Bond markets

What the 30 year Treasury bond is telling us.

On Wednesday, the government auctioned off $12 billion in U.S. Treasury 30 year bonds for the astoundingly low interest rate of 2.172%. These are taxable bonds. This means that the investors in these bonds expect essentially no economic growth in the U.S. in the next thirty years.

Consider what 30 years of “steady state” economic growth would mean.

It would mean that the stock market indexes should stall where they are or rise until the average dividend is lower than bonds, although individual issues should do well. Index funds gonna suck.
It means that we should all save much much more because average investment returns will be small.
It means that they don’t expect interest rates to rise ever. Cash and C.D’s will have zero return for the next thirty years.
It means the American Middle Class will stagnate or fade.
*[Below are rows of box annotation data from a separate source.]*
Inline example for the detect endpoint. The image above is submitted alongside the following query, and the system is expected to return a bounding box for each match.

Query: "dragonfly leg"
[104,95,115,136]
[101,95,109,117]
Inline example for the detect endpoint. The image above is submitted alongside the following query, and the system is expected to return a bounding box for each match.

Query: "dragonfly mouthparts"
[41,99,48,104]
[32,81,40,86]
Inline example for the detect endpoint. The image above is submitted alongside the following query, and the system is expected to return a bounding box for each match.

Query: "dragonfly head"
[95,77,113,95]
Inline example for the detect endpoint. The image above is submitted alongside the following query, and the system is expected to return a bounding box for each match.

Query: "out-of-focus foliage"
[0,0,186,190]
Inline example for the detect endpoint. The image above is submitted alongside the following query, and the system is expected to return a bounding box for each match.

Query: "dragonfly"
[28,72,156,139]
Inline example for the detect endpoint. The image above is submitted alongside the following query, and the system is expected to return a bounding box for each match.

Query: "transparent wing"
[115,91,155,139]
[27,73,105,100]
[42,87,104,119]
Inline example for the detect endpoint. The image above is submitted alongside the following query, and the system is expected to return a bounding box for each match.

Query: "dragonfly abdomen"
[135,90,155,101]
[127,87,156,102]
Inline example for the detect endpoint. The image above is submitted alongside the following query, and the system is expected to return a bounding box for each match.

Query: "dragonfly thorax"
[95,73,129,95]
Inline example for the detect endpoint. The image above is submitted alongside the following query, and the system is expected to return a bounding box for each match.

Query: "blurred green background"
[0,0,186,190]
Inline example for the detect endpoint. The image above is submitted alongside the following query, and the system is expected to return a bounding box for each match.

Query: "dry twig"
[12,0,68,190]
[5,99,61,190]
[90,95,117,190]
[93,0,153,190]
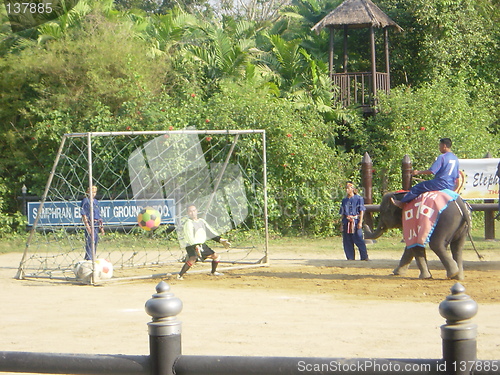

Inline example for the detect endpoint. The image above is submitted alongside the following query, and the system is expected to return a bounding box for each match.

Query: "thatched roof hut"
[312,0,402,33]
[311,0,403,112]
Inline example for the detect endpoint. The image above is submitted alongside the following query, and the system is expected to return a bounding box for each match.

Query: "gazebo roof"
[311,0,403,34]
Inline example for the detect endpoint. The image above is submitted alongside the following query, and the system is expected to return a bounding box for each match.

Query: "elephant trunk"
[364,225,387,240]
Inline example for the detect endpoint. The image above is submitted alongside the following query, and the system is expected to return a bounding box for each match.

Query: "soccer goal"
[16,129,268,283]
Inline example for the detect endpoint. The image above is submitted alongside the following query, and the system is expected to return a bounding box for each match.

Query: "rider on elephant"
[392,138,459,208]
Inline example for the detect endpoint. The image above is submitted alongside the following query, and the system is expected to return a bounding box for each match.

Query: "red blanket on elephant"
[403,190,459,248]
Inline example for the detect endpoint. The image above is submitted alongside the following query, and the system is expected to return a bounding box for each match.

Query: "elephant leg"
[413,246,432,279]
[392,247,413,276]
[429,240,460,279]
[450,235,465,280]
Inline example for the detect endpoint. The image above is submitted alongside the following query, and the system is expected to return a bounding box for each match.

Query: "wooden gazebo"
[312,0,402,112]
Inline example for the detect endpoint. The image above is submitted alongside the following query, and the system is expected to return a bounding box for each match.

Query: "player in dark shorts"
[177,205,231,280]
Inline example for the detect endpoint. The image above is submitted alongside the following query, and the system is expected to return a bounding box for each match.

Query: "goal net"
[16,129,268,283]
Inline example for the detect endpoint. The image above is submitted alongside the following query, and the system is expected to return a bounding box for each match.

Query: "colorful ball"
[137,207,161,232]
[95,259,113,280]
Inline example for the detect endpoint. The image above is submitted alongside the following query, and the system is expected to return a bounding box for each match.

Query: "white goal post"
[16,128,269,283]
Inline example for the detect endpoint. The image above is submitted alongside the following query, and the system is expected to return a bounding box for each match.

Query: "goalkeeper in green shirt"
[177,205,231,280]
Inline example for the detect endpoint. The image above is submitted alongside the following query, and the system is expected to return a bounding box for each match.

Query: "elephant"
[364,192,471,280]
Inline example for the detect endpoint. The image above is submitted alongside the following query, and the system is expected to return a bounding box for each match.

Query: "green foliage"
[352,81,499,198]
[0,0,500,235]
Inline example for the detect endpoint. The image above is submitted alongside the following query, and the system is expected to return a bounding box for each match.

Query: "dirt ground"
[0,241,500,368]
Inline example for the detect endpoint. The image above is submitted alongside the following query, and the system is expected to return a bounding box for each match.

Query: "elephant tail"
[455,197,472,234]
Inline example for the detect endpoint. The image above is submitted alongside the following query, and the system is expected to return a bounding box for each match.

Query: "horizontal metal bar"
[174,355,444,375]
[0,351,150,375]
[365,203,498,212]
[64,129,266,138]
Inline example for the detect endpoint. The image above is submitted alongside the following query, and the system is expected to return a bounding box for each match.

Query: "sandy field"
[0,244,500,368]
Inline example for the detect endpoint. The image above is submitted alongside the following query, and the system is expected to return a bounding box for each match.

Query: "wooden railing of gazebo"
[332,72,390,111]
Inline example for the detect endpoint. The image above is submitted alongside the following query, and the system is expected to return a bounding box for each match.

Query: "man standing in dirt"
[177,204,231,280]
[339,181,368,260]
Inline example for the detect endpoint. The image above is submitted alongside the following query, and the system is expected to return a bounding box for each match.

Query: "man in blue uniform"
[392,138,459,208]
[339,182,368,260]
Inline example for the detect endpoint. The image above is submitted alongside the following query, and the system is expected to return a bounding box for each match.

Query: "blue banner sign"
[27,199,175,226]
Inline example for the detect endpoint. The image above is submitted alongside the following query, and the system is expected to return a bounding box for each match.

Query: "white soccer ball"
[95,259,113,280]
[73,259,113,283]
[73,260,92,283]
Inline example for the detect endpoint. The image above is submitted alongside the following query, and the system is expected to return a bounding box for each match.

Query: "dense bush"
[0,0,500,235]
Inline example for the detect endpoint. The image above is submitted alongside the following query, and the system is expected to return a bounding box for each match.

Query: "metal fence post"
[439,283,478,375]
[145,281,182,375]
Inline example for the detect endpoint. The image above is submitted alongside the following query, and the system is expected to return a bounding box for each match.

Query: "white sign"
[456,158,500,199]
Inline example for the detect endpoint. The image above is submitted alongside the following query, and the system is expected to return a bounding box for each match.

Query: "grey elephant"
[365,192,471,280]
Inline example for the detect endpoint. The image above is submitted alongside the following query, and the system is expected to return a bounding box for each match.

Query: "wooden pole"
[370,26,377,104]
[328,27,335,79]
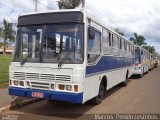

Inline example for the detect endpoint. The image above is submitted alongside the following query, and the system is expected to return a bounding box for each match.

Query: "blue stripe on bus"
[86,56,134,75]
[8,87,83,103]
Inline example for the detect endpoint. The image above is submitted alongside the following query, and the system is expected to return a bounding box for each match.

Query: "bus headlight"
[66,85,72,91]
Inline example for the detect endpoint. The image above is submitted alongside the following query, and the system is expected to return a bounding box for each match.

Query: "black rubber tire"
[91,82,105,105]
[121,73,128,87]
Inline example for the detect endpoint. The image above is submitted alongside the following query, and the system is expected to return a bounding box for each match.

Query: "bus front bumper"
[8,87,83,103]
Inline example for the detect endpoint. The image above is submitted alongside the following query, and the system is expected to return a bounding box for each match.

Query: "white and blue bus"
[133,45,151,77]
[9,10,134,104]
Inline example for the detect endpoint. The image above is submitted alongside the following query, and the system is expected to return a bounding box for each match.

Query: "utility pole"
[35,0,38,12]
[82,0,85,9]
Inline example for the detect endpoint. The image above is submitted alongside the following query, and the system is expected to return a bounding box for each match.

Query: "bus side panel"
[83,56,134,102]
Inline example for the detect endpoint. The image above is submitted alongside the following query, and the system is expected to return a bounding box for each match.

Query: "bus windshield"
[135,48,141,64]
[14,24,84,64]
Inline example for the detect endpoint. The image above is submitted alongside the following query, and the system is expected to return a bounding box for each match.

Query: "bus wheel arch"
[91,76,107,105]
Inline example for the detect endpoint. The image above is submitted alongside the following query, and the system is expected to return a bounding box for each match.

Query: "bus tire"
[146,67,149,74]
[91,82,105,105]
[121,71,128,87]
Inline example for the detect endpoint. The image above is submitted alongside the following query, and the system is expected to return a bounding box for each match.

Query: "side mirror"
[88,26,95,40]
[141,51,143,55]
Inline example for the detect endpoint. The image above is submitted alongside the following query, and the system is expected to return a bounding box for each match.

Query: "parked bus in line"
[9,10,135,104]
[149,53,155,70]
[133,45,151,77]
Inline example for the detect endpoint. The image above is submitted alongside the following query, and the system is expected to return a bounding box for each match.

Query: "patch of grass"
[0,54,12,87]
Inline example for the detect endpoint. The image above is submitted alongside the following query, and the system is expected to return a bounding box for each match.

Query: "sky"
[0,0,160,53]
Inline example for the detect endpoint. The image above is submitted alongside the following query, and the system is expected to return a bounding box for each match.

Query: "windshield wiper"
[58,51,71,67]
[20,48,39,65]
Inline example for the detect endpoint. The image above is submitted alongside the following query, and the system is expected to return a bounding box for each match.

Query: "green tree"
[58,0,82,9]
[0,19,15,54]
[115,28,125,36]
[142,45,156,53]
[130,33,146,46]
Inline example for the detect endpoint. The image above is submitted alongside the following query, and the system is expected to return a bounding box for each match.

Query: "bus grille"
[30,82,50,90]
[14,72,71,81]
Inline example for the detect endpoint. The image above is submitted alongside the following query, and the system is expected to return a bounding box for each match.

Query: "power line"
[35,0,54,10]
[0,22,17,26]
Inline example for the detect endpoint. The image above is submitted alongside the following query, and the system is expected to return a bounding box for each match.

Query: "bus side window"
[102,29,111,54]
[88,30,101,63]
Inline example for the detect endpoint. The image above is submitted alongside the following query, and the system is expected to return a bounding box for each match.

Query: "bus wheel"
[121,72,128,87]
[91,82,105,105]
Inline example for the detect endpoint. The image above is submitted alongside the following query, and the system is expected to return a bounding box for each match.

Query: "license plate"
[32,92,44,98]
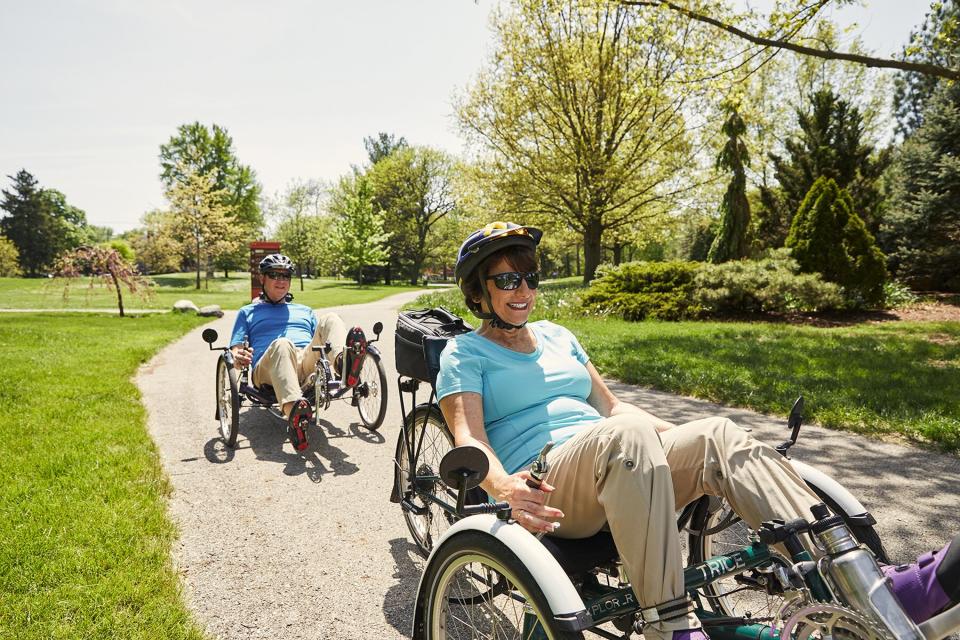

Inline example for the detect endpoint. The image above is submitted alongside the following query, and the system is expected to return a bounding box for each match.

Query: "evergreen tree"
[786,177,886,307]
[757,89,891,248]
[0,236,20,278]
[363,131,407,164]
[881,83,960,291]
[707,107,750,263]
[893,0,960,137]
[0,169,60,276]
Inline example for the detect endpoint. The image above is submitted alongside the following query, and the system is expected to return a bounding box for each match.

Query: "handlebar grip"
[463,502,510,516]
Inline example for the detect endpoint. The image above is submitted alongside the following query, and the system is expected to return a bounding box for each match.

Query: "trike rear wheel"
[216,356,240,449]
[396,406,457,556]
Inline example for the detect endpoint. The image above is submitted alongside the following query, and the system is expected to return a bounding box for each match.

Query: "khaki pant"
[251,313,347,407]
[546,414,819,640]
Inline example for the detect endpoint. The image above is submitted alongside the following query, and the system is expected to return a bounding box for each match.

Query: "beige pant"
[251,313,347,407]
[546,414,819,640]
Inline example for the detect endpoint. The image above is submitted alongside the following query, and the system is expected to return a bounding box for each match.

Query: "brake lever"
[526,440,560,540]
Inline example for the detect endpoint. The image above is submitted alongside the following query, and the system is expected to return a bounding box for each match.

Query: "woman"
[437,222,956,640]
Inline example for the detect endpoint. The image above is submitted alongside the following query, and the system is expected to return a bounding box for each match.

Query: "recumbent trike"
[391,309,960,640]
[201,322,387,447]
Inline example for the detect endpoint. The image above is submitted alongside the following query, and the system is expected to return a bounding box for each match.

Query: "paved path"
[137,292,960,640]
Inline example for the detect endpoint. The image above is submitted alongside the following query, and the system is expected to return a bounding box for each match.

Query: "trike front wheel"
[353,352,387,431]
[414,531,583,640]
[216,356,240,449]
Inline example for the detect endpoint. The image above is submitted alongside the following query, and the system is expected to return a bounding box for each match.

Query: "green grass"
[407,282,960,453]
[0,314,206,640]
[0,273,420,310]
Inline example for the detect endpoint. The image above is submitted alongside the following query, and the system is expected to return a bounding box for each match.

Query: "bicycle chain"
[780,603,896,640]
[313,364,330,412]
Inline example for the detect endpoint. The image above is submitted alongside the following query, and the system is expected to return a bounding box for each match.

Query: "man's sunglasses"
[487,271,540,291]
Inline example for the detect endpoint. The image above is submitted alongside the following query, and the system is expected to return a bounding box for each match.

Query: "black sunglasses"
[487,271,540,291]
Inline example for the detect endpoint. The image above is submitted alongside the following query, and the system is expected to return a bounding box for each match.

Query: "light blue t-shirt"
[230,301,317,369]
[437,320,602,473]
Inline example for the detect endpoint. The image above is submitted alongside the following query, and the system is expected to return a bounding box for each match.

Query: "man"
[230,253,366,451]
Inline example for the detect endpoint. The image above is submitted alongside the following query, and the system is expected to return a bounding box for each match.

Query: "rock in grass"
[197,304,223,318]
[173,300,200,313]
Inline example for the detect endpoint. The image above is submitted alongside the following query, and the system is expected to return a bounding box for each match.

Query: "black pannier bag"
[394,307,473,383]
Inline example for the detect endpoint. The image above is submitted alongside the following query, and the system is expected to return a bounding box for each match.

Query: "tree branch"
[620,0,960,80]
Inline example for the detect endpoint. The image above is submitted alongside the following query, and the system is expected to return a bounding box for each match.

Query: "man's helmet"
[259,253,293,273]
[453,222,543,289]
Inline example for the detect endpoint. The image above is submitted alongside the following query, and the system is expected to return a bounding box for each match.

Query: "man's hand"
[494,469,563,533]
[230,344,253,369]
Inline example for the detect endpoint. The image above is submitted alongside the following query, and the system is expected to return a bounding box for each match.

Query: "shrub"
[693,249,843,314]
[883,280,920,309]
[581,262,701,320]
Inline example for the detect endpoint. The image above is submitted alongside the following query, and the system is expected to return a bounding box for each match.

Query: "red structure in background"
[250,242,280,300]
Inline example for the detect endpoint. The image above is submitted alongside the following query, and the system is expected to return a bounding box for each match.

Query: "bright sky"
[0,0,929,232]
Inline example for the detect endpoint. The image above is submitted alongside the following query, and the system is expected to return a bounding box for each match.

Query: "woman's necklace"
[477,322,537,353]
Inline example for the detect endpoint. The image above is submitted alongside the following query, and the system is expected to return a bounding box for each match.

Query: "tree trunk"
[583,225,603,284]
[110,271,123,318]
[197,237,200,291]
[613,242,623,264]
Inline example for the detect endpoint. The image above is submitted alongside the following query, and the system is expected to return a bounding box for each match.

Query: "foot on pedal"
[343,327,367,387]
[287,398,313,451]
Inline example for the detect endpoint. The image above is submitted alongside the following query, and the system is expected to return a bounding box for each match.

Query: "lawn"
[0,314,206,640]
[407,281,960,453]
[0,273,420,309]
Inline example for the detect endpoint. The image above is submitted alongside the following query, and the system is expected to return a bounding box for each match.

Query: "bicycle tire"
[687,485,889,621]
[353,351,387,431]
[394,405,457,557]
[215,356,240,449]
[414,531,583,640]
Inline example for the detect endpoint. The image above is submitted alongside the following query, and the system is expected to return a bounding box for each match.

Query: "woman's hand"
[494,469,563,533]
[230,345,253,369]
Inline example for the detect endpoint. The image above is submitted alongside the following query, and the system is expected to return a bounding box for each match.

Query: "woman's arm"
[586,362,676,431]
[440,392,563,533]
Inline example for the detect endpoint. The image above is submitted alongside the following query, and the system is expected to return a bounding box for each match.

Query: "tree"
[55,246,151,317]
[707,106,750,263]
[330,172,389,284]
[0,169,63,276]
[0,236,20,278]
[620,0,960,80]
[369,147,456,284]
[893,0,960,137]
[363,131,407,165]
[166,168,242,289]
[268,181,323,291]
[881,83,960,291]
[758,89,891,248]
[786,177,886,306]
[458,0,712,282]
[129,209,185,273]
[160,122,263,271]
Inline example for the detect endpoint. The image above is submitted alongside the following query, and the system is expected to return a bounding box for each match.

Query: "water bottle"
[811,504,924,640]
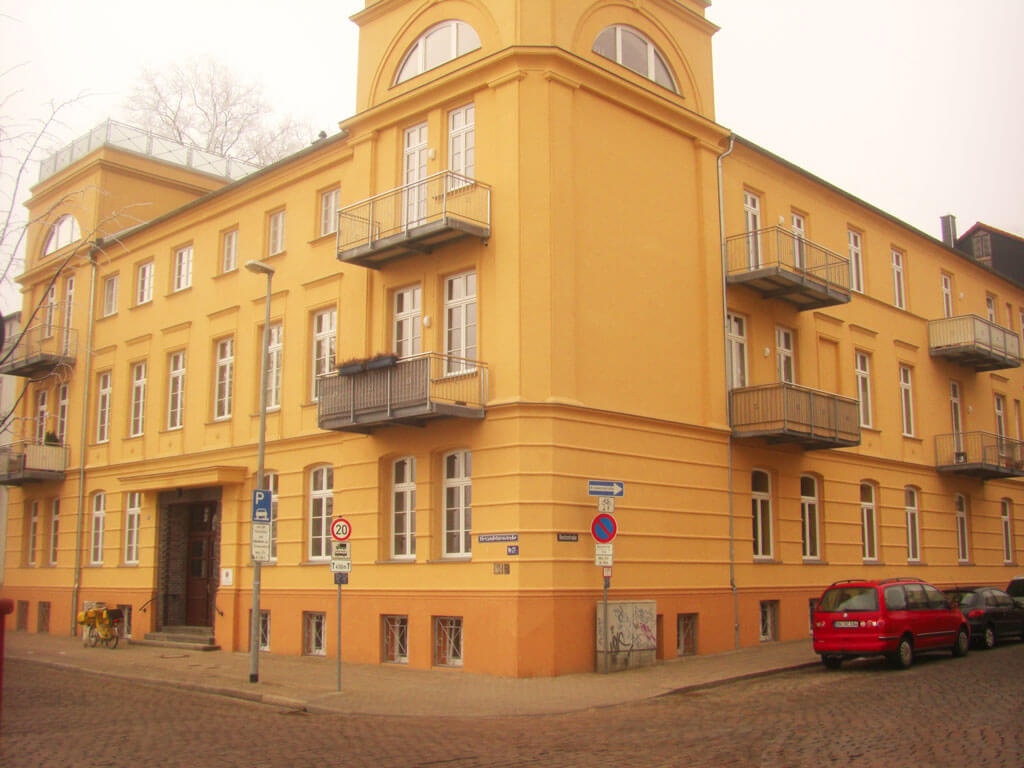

Upward mobility will require either luck, educational prowess, or unique skills in wealth creation.
This suggests, that, should this interest rate be an accurate indicator, there will be substantial social unrest, perhaps even revolutionary movements, as the American economy withers and American frustration grows. All the central bank interventions and sweeping economic policies haven’t worked.
It seems to me that this is the biggest news of all. After all, there can’t be economic justice for any economic or ethnic group if the entire economy is fading.
Or investors are wrong, and this bond market is simply overpriced, and in a bubble.
We will only know by living through this. Eat your veggies.